Да. в сущности, почти ничего. Мелочь. Всего лишь десять лет подряд пропьянствовать с господами офицерами, изучая в упор их симпатичные усатые морды, поваляться на солнцепеке под караулом распитых бутылок да попастись за столом у добряка коменданта. И тогда сами собой сорвутся с кончика пера вдохновенные строки: «Неблагодарный!<…> Ежели ты попрал священные узы родства и дружбы, то вспомнил бы вчерашний обед. Вспомнил бы, кому ты обязан гостеприимством. Вспомнил бы, против кого ты ухищряешься, на кого ты руку подымаешь[18]».
И он вспомнил.
И на мгновение опустил руку с топором.
Но только на мгновение.
В когтях крепостных помпадурш
В описи вещей, оставшихся после смерти Шевченко, среди карманных часов и семи подштанников обращает на себя внимание солидный дамский гардероб – шерстяная клетчатая плахта, поддевка, юбка, два женских пальто («одно драповое серое, а другое такое же белое, обшитое с золотым снурком») и даже три пары «бумажных» чулок[19].

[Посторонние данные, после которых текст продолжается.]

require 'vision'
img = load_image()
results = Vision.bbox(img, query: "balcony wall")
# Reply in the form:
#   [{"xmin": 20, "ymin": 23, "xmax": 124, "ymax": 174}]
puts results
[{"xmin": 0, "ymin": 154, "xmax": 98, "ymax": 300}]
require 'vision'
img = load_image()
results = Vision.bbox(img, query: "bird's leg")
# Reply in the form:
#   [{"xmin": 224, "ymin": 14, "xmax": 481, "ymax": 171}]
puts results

Спрашивается: зачем понадобилось все это добро представителю сильного пола, коим являлся Тарас Григорьевич? Может, он был трансвеститом и, устав от беспрерывного революционного горения, расслаблялся, разгуливая наедине с собой в чулках, поддевке и в одном из вышеупомянутых пальто? По будням – в простом драповом, а по воскресеньям – в парадном белом «со снурком»?
Спешу успокоить разгорячившихся консерваторов – доказательств этому мною пока не обнаружено. Да и странно было бы ожидать наклонностей к переодеванию от такого крепкого ширококостного мужика с демонстративными усищами – неубедительная внешность была у Тараса Григорьевича для типичного трансвестита.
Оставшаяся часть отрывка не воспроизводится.